The study finds that numerous barriers prevent residents from getting primary and specialty health care in non-hospital settings. One major factor is the uneven distribution of primary and specialty care providers across the District. Other barriers cited by District residents in the study include a perceived lack of provider understanding of cultural and neighborhood issues, as well as a limited availability of health care providers who speak languages other than English. The study also finds that particular health conditions and health behaviors require special attention because of their prevalence and potential severity. Although children are generally healthier than adults, researchers identified several chronic health conditions that are prevalent among District youth, including asthma, sickle cell anemia, HIV/AIDS and obesity.
"Children with asthma, in particular, are substantial users of hospital-based care," said Carole Roan Gresenz, a study co-author and senior economist at RAND. "District of Columbia leaders will want to focus on services that will help children manage their asthma and other chronic conditions before they end up in the emergency department or hospital."
Researchers find that socioeconomic, environment and safety conditions also are crucial issues facing District youth.
Though the rate of children in poverty in the District has declined in recent years, the percentage of children who live in poverty in the District remains higher than the national percentage (23 percent versus 18 percent).
Safety and violence are particularly important issues. The rate of dating violence in the District increased from 11 percent to 17 percent from 2005 to 2007, and rates of child abuse and neglect are twice the national average. As a result, far more children are in the District's foster care system than the national average.

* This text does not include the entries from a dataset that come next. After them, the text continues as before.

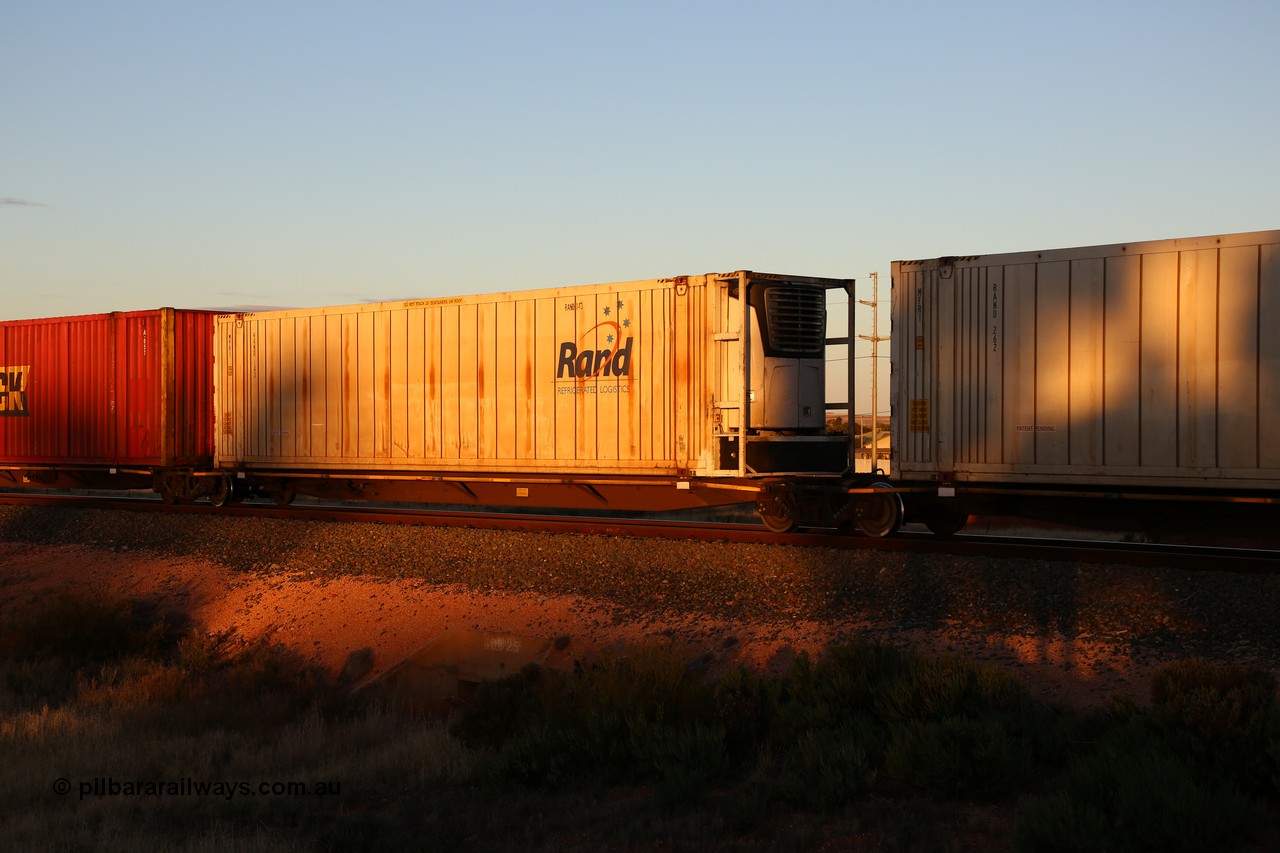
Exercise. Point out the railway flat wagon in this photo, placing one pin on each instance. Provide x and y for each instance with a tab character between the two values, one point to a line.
640	395
1137	370
106	400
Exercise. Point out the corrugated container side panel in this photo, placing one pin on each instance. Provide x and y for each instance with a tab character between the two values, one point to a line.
1197	359
1269	357
487	381
506	377
1130	361
543	365
526	368
1121	361
1052	364
469	387
969	368
110	389
557	379
1020	364
1238	359
1084	363
993	372
83	428
1157	373
192	364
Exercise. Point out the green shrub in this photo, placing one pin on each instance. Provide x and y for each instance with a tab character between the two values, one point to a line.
1221	716
828	769
949	687
959	758
684	760
839	688
1132	796
1060	822
81	629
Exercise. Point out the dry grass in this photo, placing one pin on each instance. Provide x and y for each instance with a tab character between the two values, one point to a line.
865	748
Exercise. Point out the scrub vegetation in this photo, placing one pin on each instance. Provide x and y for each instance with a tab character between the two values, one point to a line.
123	728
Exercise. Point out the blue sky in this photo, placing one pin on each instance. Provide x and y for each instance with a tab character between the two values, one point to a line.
300	154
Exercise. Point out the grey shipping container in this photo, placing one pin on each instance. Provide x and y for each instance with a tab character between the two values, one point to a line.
1152	364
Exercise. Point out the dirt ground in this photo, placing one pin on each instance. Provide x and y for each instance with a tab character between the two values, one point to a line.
325	620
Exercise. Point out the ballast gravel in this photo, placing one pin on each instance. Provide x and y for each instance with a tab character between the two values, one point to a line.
950	603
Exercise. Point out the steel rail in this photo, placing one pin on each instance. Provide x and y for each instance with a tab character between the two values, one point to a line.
996	547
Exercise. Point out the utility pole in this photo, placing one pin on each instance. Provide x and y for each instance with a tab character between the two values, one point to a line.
874	337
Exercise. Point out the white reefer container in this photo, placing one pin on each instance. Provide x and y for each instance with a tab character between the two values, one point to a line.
1152	364
630	379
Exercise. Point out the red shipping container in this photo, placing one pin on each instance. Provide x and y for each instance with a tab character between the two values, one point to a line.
126	389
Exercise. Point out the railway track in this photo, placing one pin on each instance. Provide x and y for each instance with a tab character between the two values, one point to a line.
996	547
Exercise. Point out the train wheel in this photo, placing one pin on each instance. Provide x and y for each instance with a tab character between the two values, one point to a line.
777	511
880	515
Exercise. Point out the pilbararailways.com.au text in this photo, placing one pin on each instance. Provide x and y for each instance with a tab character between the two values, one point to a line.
224	788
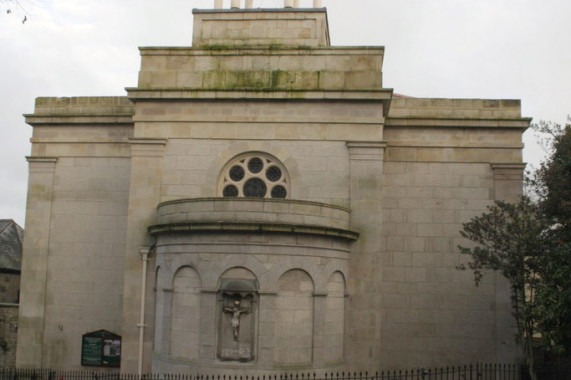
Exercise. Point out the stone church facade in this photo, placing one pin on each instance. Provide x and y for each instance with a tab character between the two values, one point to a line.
260	203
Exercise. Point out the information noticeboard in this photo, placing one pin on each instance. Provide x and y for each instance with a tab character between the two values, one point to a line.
101	349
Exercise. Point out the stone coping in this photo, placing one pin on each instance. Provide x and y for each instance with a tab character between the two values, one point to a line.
249	215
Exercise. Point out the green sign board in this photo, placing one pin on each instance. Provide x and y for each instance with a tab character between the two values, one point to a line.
101	349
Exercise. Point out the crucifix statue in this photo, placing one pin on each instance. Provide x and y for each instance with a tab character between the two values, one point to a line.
236	311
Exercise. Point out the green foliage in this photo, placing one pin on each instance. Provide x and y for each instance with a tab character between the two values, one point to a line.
529	243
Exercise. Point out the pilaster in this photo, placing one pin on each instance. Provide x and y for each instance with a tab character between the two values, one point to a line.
144	196
366	171
35	262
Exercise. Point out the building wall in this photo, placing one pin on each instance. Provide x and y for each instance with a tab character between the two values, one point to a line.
8	334
73	254
117	180
9	287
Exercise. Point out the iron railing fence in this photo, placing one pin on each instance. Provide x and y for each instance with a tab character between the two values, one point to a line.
467	372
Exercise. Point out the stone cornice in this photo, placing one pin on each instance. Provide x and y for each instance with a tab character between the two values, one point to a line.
262	227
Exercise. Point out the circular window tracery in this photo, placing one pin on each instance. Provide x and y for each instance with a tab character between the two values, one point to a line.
254	175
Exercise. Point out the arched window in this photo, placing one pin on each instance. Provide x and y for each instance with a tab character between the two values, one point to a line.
254	175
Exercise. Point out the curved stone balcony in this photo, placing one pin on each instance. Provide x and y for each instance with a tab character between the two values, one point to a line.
200	215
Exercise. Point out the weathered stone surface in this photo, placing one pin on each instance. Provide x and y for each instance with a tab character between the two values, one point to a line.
354	270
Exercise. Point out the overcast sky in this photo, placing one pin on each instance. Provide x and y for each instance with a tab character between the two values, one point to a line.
433	48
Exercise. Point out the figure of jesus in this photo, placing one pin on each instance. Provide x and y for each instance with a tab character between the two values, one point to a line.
235	320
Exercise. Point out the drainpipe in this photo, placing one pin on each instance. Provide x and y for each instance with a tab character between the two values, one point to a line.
145	253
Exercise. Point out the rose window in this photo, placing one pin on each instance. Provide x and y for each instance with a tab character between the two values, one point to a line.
254	176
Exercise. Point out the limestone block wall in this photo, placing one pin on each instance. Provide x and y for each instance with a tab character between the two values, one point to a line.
8	334
77	204
289	272
307	27
442	168
291	68
9	287
294	274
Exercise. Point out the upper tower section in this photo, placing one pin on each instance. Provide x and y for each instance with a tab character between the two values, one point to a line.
261	27
269	53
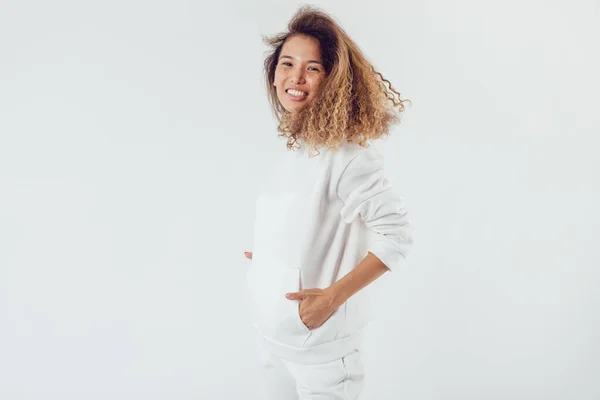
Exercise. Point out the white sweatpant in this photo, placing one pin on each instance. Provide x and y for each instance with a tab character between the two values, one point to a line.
342	379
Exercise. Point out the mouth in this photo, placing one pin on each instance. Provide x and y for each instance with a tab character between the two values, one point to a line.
296	95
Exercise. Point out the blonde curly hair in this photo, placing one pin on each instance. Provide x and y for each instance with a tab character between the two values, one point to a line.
355	102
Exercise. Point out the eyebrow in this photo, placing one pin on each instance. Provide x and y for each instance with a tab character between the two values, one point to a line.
310	61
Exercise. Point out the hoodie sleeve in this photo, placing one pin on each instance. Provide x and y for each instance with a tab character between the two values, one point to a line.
366	193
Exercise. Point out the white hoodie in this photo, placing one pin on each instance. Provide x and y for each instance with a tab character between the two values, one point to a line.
316	219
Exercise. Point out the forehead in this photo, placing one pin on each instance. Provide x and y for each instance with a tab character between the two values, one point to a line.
302	47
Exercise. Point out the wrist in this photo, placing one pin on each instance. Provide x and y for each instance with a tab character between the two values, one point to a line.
337	294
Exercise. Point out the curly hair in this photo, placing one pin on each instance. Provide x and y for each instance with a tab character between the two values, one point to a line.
355	102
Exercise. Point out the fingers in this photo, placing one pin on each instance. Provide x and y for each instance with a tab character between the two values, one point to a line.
296	295
301	295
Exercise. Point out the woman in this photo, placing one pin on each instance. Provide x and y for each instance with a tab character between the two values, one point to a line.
327	221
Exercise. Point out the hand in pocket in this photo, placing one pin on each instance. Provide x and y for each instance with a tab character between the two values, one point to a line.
316	306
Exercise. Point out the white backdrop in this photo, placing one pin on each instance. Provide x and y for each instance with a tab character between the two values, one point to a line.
133	135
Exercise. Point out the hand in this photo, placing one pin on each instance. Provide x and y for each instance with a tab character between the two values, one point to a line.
316	306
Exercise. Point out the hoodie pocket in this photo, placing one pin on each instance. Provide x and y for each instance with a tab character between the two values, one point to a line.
290	309
274	315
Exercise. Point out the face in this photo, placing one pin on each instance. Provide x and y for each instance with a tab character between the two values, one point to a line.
299	72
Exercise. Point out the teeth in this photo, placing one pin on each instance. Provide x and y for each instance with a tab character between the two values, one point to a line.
296	92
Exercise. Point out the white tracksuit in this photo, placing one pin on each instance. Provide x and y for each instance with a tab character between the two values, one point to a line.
316	219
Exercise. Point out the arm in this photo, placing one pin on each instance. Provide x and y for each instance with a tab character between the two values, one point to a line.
369	269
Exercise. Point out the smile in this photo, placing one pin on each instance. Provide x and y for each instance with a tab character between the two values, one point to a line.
296	94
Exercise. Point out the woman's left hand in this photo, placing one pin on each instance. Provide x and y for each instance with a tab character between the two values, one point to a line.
316	306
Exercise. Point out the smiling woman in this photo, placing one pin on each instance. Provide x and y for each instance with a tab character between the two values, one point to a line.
328	225
299	72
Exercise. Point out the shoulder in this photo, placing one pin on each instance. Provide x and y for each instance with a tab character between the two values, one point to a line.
355	157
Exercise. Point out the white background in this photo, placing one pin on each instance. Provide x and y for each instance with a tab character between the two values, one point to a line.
133	135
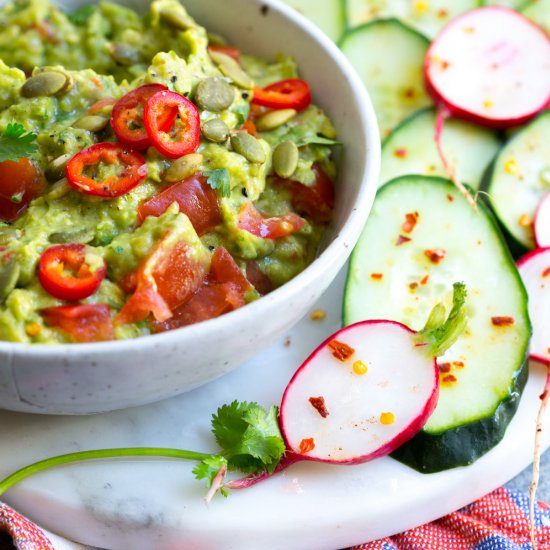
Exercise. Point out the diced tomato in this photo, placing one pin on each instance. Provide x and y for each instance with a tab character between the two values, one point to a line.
226	50
85	322
222	291
131	170
20	182
64	272
285	94
182	136
164	281
251	220
195	198
127	116
258	278
315	201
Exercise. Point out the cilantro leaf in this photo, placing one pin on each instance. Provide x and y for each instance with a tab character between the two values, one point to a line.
208	469
219	179
81	15
16	142
249	436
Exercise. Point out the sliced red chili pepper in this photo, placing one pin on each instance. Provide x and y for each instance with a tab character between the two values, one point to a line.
315	201
196	199
293	93
86	166
84	322
65	274
184	133
20	182
127	116
226	50
164	281
223	290
254	222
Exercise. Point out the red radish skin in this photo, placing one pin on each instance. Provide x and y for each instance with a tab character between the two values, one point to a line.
541	224
352	432
534	269
491	66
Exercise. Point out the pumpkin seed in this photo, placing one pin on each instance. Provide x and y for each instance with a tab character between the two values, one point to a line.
9	275
58	189
249	147
285	159
215	130
183	167
230	68
177	19
92	123
56	169
124	54
214	94
274	119
46	83
74	236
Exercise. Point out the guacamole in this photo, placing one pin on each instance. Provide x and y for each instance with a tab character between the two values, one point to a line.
224	196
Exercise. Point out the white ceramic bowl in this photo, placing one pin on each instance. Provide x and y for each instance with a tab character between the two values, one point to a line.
90	378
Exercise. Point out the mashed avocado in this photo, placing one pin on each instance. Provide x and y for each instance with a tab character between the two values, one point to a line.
104	51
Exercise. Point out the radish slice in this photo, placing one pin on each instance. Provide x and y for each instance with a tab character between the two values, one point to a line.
534	269
490	65
363	392
542	223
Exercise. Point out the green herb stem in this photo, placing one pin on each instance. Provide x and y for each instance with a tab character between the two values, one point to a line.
81	456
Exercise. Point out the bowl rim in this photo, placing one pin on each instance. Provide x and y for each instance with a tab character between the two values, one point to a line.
344	240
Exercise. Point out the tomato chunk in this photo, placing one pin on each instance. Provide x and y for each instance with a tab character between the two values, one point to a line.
223	290
20	182
315	201
195	198
127	116
64	272
84	322
184	132
251	220
293	93
164	281
83	169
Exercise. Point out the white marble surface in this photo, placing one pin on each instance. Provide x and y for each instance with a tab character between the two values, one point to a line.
145	504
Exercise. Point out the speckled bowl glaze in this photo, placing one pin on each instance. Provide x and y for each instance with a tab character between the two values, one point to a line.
92	378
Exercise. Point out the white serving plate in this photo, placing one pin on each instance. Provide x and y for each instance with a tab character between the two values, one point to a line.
157	504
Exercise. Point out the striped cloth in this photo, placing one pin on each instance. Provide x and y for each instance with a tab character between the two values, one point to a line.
498	521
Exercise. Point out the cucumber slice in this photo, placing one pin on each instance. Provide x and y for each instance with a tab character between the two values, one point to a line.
388	280
539	12
427	16
521	178
389	57
411	149
330	18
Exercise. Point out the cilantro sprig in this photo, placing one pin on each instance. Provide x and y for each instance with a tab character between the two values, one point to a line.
16	142
248	435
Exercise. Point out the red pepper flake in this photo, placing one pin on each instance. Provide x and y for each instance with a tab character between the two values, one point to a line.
341	351
402	240
502	321
435	256
411	220
444	367
319	405
307	445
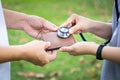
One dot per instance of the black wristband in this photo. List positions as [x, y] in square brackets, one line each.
[99, 51]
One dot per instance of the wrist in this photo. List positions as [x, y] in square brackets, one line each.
[19, 52]
[93, 49]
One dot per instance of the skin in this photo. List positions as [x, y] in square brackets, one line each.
[34, 51]
[101, 29]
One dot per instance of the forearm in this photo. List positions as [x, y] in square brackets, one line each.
[108, 53]
[11, 18]
[101, 29]
[10, 53]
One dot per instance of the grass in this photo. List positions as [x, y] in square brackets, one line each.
[57, 11]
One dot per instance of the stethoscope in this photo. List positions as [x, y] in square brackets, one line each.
[63, 32]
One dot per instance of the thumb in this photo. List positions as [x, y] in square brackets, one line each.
[66, 49]
[74, 29]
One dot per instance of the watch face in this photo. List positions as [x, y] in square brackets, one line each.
[63, 32]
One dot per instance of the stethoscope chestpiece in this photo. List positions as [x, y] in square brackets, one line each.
[63, 32]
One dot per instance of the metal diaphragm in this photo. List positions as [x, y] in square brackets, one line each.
[63, 32]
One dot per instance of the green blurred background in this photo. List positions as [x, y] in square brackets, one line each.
[65, 67]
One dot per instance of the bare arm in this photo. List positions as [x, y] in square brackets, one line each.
[31, 24]
[101, 29]
[33, 52]
[90, 48]
[83, 24]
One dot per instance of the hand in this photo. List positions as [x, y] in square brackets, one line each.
[81, 48]
[35, 52]
[35, 25]
[79, 24]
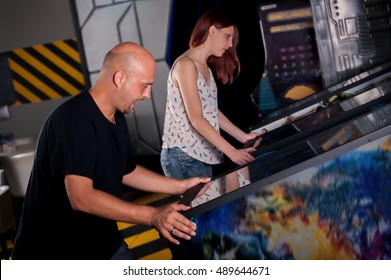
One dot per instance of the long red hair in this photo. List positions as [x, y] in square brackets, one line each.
[222, 67]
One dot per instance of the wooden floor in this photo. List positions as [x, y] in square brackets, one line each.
[144, 241]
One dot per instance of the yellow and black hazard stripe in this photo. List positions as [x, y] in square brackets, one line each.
[44, 72]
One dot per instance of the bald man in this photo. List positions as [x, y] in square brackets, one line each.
[83, 158]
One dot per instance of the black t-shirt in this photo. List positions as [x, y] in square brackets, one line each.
[75, 139]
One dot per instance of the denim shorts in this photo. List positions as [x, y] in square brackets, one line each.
[177, 164]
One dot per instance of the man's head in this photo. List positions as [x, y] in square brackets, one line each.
[127, 74]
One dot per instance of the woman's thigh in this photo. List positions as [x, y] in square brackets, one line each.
[178, 164]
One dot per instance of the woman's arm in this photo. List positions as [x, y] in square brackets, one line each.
[185, 75]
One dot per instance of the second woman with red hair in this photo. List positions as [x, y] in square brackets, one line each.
[192, 143]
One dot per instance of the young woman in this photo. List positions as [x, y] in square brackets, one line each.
[192, 143]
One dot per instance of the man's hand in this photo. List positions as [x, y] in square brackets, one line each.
[172, 224]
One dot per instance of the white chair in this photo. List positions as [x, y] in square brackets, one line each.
[7, 219]
[17, 168]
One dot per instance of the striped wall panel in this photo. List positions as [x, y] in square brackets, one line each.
[44, 72]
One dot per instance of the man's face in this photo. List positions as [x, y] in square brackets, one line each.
[137, 87]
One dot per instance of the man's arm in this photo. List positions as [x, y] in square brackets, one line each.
[83, 197]
[147, 180]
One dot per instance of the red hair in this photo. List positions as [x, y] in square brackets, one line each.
[222, 67]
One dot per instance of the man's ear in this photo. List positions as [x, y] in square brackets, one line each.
[212, 30]
[119, 76]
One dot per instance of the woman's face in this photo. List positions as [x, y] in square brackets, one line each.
[222, 40]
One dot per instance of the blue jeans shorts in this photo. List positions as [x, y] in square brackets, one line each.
[177, 164]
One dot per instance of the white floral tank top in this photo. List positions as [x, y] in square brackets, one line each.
[178, 131]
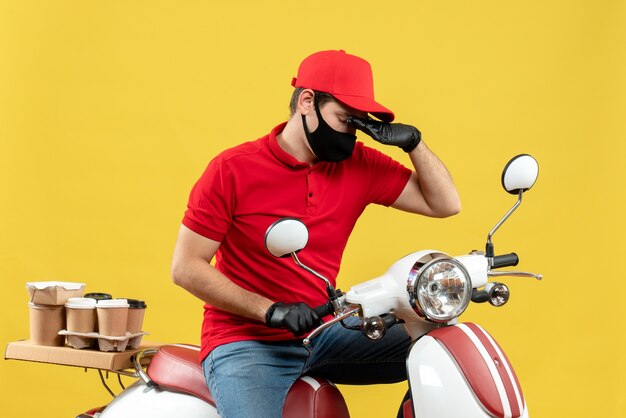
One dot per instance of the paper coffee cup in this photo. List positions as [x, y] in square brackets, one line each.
[97, 296]
[80, 314]
[136, 312]
[112, 317]
[45, 323]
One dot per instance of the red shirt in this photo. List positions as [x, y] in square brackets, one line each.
[247, 188]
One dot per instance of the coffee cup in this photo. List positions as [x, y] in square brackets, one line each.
[80, 314]
[45, 323]
[97, 296]
[136, 312]
[112, 317]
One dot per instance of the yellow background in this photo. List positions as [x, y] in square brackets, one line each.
[110, 110]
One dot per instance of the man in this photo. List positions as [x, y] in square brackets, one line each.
[259, 307]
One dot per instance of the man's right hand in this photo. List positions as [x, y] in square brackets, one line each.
[298, 318]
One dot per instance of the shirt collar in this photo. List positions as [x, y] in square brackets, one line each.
[280, 153]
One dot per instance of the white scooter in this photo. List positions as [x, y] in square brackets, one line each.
[454, 369]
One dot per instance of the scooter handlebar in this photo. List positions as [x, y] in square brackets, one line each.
[505, 260]
[324, 309]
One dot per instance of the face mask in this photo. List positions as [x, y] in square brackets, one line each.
[328, 144]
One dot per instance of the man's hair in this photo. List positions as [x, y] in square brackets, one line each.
[322, 99]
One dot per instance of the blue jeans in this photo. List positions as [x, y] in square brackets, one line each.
[252, 378]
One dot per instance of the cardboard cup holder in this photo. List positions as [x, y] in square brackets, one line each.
[81, 340]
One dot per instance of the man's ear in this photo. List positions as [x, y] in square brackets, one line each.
[306, 102]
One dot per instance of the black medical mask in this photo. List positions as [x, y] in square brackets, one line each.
[328, 144]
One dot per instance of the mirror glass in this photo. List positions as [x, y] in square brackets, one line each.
[520, 173]
[286, 236]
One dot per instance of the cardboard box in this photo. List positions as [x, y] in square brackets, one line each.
[93, 359]
[53, 293]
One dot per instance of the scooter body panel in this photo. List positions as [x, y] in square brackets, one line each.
[447, 382]
[140, 400]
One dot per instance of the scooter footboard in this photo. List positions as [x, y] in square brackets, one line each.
[461, 371]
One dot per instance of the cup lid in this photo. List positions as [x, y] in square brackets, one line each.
[80, 303]
[98, 296]
[136, 304]
[112, 303]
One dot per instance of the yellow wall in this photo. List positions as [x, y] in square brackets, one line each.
[110, 110]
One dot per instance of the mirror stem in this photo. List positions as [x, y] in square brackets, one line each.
[489, 247]
[329, 287]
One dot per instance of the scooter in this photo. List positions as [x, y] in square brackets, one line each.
[454, 369]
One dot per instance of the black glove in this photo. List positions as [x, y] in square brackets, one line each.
[404, 136]
[298, 318]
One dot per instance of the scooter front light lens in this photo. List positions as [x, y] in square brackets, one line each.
[440, 289]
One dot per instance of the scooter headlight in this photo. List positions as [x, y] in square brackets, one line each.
[439, 287]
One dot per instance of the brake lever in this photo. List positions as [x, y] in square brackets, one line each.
[349, 311]
[514, 274]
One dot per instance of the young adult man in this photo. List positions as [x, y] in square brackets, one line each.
[259, 307]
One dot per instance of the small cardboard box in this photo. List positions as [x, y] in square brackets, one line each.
[53, 293]
[24, 350]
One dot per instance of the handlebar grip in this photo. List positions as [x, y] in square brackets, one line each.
[505, 260]
[324, 309]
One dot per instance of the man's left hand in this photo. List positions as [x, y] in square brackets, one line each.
[404, 136]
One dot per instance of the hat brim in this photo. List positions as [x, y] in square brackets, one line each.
[367, 105]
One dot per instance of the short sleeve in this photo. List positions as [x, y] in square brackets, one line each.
[387, 177]
[211, 202]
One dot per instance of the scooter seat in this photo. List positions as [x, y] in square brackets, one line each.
[178, 367]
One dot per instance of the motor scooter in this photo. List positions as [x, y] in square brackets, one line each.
[454, 369]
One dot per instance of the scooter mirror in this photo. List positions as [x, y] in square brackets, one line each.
[286, 236]
[520, 174]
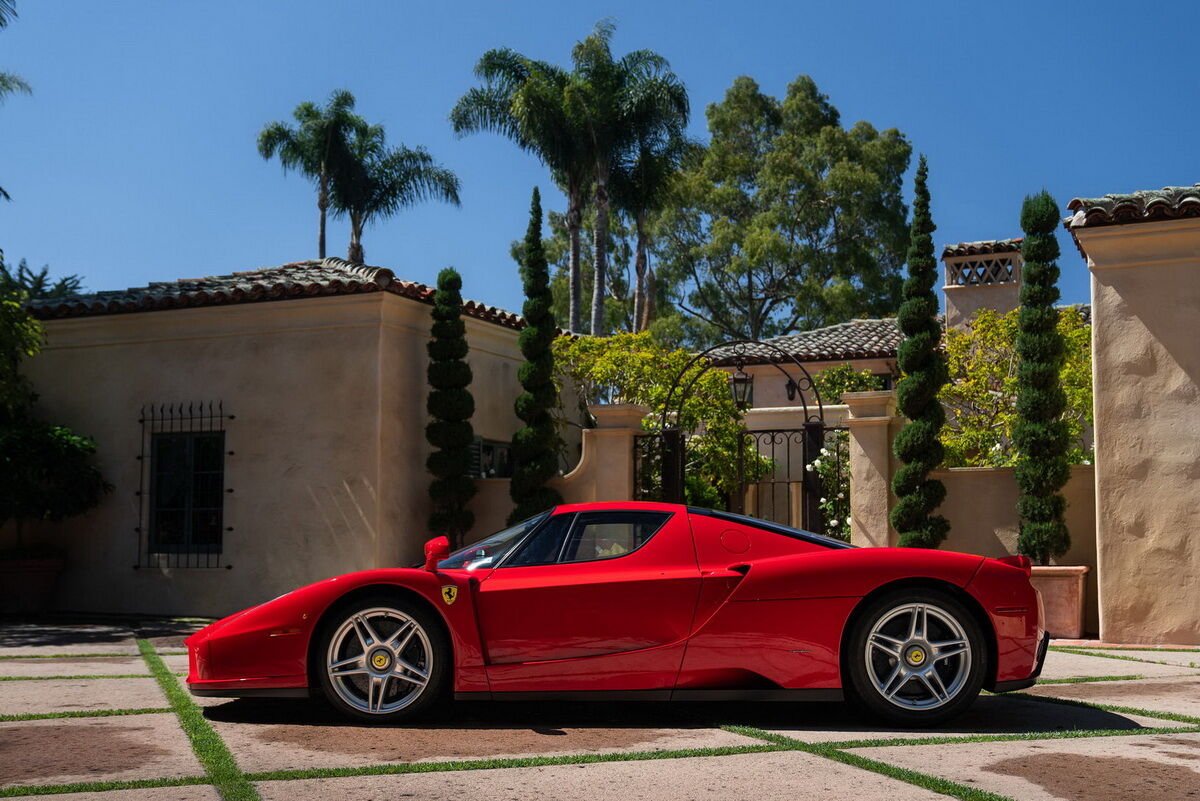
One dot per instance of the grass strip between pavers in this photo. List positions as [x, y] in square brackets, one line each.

The study includes a unique synthesis of information from previous research, including vital statistic reports and studies of school nursing and school mental health programs, along with original data analysis of existing survey and administrative information. The research also included information obtained from focus groups with parents, adolescents and health care providers.
The report's key recommendations include:
- Develop and apply strategies that will increase children's access to primary and specialty care. This includes increasing the network of providers through better and faster reimbursement, and incentives such as support for electronic health record implementation.
- Focus attention on children with the most prevalent chronic illnesses: asthma, sickle cell anemia, HIV/AIDS and obesity. Early preventive care will help children manage their conditions before they need the hospital or emergency department.
- Give more attention to prevention and wellness programs across sectors. This would include violence prevention programs that address school safety issues, emotional wellness programs and sexual health interventions that combine discussions of risky sexual activity with life skills training.